Sunday, February 14, 2010
US Dismisses I.R. Iran's Uranium Claims
Al Jazeera English /
The United States has expressed scepticism over Iran's claim that it has achieved higher levels of uranium enrichment. After Mahmoud Ahmadinejad, the Iranian president, announced on Thursday that the country had produced its first batch of 20 per cent enriched uranium, Robert Gibbs, the White House press secretary, said the claim was based on poliltics, not physics. "Quite frankly, what Ahmadinejad says - he says many things and many of them turn out to be untrue," Gibbs said. "We do not believe they have the capability to enrich to the degree to which they now say they are enriching." Ahmadinejad made the claim about Iran's nuclear prowess in a speech at a rally marking the 31st anniversary of the Islamic revolution. "By God's grace ... it was reported that the first consignment of 20 per cent enriched uranium was produced and was put at the disposal of the scientists," Ahmadinejad said. His claim comes just two days after Iranian officials said they had started the higher enrichment process at the Natanz nuclear facility, and the president added: "In the near future we will treble its production." John Large, an independent nuclear engineer, shared Gibbs's views. He told Al Jazeera from London that it was simply not possible for Tehran to have completed the 20 per cent enrichment of any of its uranium stockpile in such a limited time. "Even to produce tiny amounts, representative amounts, of uranium enriched to 20 per cent would be an impossible task," he said.

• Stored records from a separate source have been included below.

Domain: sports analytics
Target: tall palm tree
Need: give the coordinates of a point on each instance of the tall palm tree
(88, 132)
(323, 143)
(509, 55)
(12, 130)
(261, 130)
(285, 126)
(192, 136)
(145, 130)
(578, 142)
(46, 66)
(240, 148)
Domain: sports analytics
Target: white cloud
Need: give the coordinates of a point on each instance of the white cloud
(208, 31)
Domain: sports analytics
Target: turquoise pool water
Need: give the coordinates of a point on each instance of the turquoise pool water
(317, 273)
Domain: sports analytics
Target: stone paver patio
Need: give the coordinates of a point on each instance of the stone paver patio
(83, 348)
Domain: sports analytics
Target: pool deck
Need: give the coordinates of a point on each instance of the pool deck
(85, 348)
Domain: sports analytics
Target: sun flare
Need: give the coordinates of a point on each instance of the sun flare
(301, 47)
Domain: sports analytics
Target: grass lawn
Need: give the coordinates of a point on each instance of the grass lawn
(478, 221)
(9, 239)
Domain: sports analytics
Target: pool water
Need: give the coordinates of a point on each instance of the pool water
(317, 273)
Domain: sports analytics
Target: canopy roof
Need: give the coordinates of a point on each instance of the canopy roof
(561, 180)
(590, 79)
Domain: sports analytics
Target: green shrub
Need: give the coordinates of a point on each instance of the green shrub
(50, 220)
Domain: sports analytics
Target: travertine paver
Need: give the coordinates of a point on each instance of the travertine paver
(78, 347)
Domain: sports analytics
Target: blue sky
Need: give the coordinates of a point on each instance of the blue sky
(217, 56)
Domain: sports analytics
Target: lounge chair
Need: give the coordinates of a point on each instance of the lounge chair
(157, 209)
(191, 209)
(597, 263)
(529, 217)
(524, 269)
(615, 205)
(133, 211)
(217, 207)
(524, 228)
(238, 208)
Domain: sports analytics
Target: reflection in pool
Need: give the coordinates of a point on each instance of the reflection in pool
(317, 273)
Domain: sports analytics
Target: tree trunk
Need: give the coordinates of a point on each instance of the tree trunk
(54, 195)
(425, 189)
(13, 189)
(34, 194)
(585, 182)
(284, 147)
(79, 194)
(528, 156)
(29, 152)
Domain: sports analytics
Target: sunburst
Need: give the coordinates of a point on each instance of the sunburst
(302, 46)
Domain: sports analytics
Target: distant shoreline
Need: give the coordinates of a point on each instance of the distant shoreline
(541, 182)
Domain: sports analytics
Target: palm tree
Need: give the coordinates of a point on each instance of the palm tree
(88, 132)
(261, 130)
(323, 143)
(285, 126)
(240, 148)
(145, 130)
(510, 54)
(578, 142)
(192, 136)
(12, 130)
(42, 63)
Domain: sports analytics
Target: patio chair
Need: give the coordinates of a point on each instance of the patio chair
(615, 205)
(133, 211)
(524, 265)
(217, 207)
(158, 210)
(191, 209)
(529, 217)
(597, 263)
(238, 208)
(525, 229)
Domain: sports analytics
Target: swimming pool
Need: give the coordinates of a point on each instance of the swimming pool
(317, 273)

"For Iran to actually move to a 20 per cent enrichment would mean it would have to devote its somewhat limited enrichment facilities and the gas facilities it requires to prepare for that. "You can't have a complex material manufacturing process like this and suddenly change the policy at whim." But Mohammad Marandi, a professor of political science at Tehran University, said he was "pretty confident" that Ahmadinejad's announcement was truthful. "Every time in the past that Iran has made an announcement in Western circles many experts in the West have been sceptical," he said "But at the end of the day it has turned out to be true, with regards to Iran's satellite, with regards to the enrichment of uranium to 3.5 per cent." Despite Washington's scepticism over Ahmadinejad's claim, Gibbs and other US officials said Iran's behaviour on the nuclear front was disturbing and in violation of numerous UN sanctions. The government, which on Wednesday imposed new sanctions on affiliates of Iran's Revolutionary Guards Corps, is pressing hard to get fresh penalties imposed on Iran at the UN Security Council. PJ Crowley, a spokesman for the US state department, said that even if untrue, Ahmadinejad's claim "further solidifies our impression and that of the international community that Iran's nuclear intentions are anything but peaceful". But Ahmadinejad, in his speech on Thursday, repeated that Iran's nuclear programme was not aimed at producing a nuclear weapon. "If we wanted to manufacture a bomb, we would announce it ... our nation has the courage to explicitly say it and build it and not fear you," he said.